Student thesis: Doctoral Thesis


Powered wheelchair technology has the potential to promote independence, maintain dignity, improve wellbeing, and remove barriers from everyday life (Samuelsson & Wressle, 2014). However, powered wheelchair design, distribution, provision, and prescription exists within a vast and complex network of stakeholders that interact across settings and social contexts. Using psychological theory and methods, this thesis aimed to understand the process of powered wheelchair technology engagement and acceptance across these wider stakeholder groups. This project has three components; a systematic review of factors that affect powered wheelchair use, an autoethnography of a non-disabled researcher using a powered wheelchair, and a constructivist grounded theory of stakeholder experiences of LiNX controls technology acceptance and engagement. The unique combination of methods used in this KESS II sponsored project proposes a narrative of powered wheelchair technology engagement grounded in the context, environment, and culture of the technology user.
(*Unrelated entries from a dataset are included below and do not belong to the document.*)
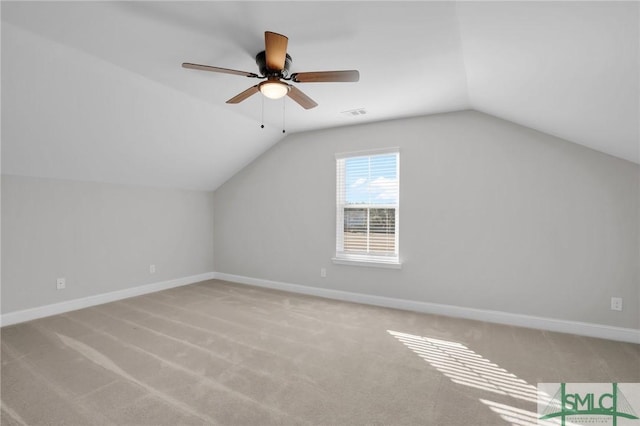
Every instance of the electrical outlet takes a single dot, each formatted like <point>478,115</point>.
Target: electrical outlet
<point>616,303</point>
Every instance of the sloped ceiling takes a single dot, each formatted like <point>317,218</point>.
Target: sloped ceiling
<point>94,91</point>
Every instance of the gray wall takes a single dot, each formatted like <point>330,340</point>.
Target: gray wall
<point>100,237</point>
<point>493,216</point>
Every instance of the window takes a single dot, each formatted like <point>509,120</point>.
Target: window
<point>367,208</point>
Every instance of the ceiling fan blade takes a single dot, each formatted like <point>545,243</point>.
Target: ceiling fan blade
<point>326,76</point>
<point>218,69</point>
<point>275,50</point>
<point>304,101</point>
<point>243,95</point>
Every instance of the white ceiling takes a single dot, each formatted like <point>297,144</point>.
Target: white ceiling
<point>95,91</point>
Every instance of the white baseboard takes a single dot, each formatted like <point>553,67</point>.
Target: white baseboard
<point>551,324</point>
<point>85,302</point>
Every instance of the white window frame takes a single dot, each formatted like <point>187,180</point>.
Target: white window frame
<point>375,260</point>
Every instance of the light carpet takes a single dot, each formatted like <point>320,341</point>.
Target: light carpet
<point>222,353</point>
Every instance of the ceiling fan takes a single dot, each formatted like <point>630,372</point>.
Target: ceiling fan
<point>274,63</point>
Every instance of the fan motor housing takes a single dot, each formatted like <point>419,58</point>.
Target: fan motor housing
<point>262,65</point>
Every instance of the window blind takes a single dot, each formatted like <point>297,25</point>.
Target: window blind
<point>367,207</point>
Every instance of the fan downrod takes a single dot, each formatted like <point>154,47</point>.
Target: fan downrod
<point>261,61</point>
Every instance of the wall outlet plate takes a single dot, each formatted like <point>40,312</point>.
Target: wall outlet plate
<point>616,303</point>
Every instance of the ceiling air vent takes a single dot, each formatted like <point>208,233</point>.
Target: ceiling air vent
<point>355,112</point>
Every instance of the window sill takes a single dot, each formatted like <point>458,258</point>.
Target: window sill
<point>367,263</point>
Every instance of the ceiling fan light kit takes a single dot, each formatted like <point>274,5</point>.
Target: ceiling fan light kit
<point>273,64</point>
<point>273,89</point>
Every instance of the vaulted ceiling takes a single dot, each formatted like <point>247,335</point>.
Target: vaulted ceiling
<point>94,91</point>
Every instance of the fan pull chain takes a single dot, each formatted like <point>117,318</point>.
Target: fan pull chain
<point>283,111</point>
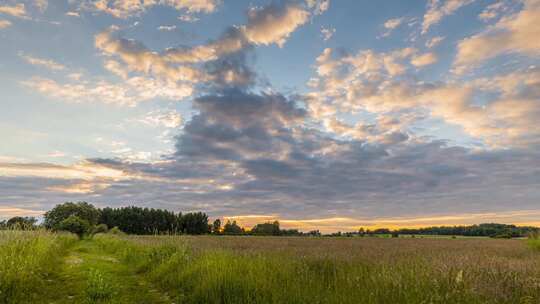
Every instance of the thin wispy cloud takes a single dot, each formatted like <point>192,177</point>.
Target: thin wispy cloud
<point>288,110</point>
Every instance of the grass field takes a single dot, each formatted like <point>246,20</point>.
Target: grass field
<point>40,267</point>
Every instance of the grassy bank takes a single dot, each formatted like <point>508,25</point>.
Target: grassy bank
<point>301,270</point>
<point>28,260</point>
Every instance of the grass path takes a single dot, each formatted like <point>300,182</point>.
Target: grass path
<point>91,276</point>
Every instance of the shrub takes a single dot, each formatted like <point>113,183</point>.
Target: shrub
<point>75,225</point>
<point>101,228</point>
<point>61,212</point>
<point>115,230</point>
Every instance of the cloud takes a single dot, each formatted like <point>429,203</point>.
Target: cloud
<point>129,8</point>
<point>424,59</point>
<point>327,33</point>
<point>170,119</point>
<point>433,42</point>
<point>47,63</point>
<point>384,84</point>
<point>4,24</point>
<point>512,34</point>
<point>132,91</point>
<point>9,212</point>
<point>18,10</point>
<point>391,24</point>
<point>41,5</point>
<point>73,14</point>
<point>167,28</point>
<point>494,10</point>
<point>438,9</point>
<point>273,23</point>
<point>188,18</point>
<point>318,6</point>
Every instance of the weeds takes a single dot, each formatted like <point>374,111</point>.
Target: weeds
<point>98,288</point>
<point>27,260</point>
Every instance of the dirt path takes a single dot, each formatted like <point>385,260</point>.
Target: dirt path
<point>91,276</point>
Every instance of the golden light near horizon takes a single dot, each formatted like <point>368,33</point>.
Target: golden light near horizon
<point>321,114</point>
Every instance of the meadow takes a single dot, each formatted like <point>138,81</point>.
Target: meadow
<point>43,267</point>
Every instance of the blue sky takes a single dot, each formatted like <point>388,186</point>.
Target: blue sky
<point>333,113</point>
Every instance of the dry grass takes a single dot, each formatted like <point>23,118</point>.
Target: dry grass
<point>341,270</point>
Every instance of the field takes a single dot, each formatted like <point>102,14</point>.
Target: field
<point>42,267</point>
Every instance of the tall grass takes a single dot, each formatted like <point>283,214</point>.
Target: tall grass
<point>290,276</point>
<point>27,260</point>
<point>534,240</point>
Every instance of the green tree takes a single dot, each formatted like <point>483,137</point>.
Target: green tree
<point>195,223</point>
<point>216,226</point>
<point>19,222</point>
<point>74,224</point>
<point>232,228</point>
<point>267,229</point>
<point>82,210</point>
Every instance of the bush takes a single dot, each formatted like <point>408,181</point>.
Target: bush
<point>101,228</point>
<point>75,225</point>
<point>61,212</point>
<point>116,230</point>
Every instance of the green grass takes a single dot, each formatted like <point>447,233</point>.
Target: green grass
<point>281,276</point>
<point>534,243</point>
<point>170,269</point>
<point>28,261</point>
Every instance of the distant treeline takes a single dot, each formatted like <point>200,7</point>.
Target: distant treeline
<point>83,218</point>
<point>490,230</point>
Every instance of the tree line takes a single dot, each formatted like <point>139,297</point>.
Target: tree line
<point>84,218</point>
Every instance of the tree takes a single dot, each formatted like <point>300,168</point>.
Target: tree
<point>232,228</point>
<point>19,222</point>
<point>216,226</point>
<point>74,224</point>
<point>82,210</point>
<point>266,229</point>
<point>195,223</point>
<point>100,228</point>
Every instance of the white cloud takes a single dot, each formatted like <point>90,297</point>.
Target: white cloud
<point>166,119</point>
<point>517,33</point>
<point>41,5</point>
<point>188,18</point>
<point>47,63</point>
<point>18,10</point>
<point>4,24</point>
<point>130,92</point>
<point>438,9</point>
<point>494,10</point>
<point>129,8</point>
<point>327,33</point>
<point>433,42</point>
<point>273,24</point>
<point>318,6</point>
<point>424,59</point>
<point>393,23</point>
<point>167,28</point>
<point>73,14</point>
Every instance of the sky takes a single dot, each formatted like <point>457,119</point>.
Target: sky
<point>323,114</point>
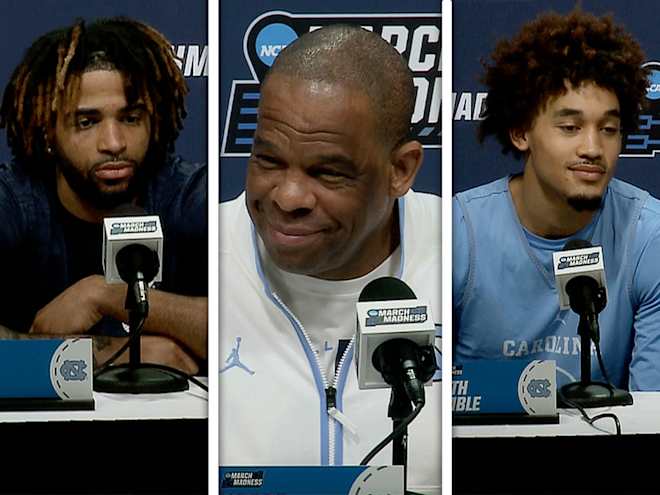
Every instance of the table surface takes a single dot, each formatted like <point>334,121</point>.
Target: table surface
<point>190,404</point>
<point>643,417</point>
<point>130,444</point>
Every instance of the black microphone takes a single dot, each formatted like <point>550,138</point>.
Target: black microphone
<point>584,285</point>
<point>398,355</point>
<point>137,266</point>
<point>132,245</point>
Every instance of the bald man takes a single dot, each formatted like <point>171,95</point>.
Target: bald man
<point>327,208</point>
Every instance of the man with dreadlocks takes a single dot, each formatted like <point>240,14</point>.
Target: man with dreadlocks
<point>92,113</point>
<point>561,94</point>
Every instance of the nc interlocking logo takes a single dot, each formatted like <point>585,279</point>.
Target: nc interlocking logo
<point>246,479</point>
<point>645,141</point>
<point>416,36</point>
<point>539,388</point>
<point>73,370</point>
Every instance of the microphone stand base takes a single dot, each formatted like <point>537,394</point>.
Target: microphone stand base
<point>593,394</point>
<point>127,379</point>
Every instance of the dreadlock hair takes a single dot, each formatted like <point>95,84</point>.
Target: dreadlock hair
<point>548,52</point>
<point>47,81</point>
<point>359,59</point>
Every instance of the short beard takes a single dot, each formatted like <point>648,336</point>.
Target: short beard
<point>89,191</point>
<point>583,203</point>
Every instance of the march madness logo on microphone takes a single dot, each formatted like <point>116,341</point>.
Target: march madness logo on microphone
<point>584,259</point>
<point>395,316</point>
<point>416,36</point>
<point>134,227</point>
<point>645,141</point>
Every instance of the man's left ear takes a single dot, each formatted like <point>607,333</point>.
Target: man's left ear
<point>406,160</point>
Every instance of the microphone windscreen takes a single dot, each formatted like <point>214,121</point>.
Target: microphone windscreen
<point>576,244</point>
<point>386,289</point>
<point>127,210</point>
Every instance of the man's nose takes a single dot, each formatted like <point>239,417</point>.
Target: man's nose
<point>111,138</point>
<point>294,192</point>
<point>591,145</point>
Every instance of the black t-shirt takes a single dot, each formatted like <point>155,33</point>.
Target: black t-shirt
<point>84,244</point>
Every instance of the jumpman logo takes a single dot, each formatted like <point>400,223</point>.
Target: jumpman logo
<point>233,359</point>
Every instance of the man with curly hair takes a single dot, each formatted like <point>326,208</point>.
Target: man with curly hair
<point>91,115</point>
<point>561,94</point>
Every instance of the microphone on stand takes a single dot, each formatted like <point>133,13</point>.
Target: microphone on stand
<point>580,277</point>
<point>132,248</point>
<point>394,349</point>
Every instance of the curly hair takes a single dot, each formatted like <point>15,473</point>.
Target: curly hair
<point>48,79</point>
<point>534,66</point>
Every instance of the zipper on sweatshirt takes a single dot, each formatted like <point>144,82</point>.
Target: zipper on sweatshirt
<point>332,414</point>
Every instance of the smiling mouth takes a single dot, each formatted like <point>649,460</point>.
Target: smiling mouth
<point>292,236</point>
<point>588,171</point>
<point>115,171</point>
The factors affecting powered wheelchair technology use at an individual, technical and functional, environmental, and organisational level. If incorporated into the design, prescription, and use of powered wheelchair technology the findings from this thesis could be applied to indicate where change and intervention should be focused.
Date of Award2023
Original languageEnglish
SupervisorRachel Taylor (Supervisor) & Daniel Bowers (Supervisor)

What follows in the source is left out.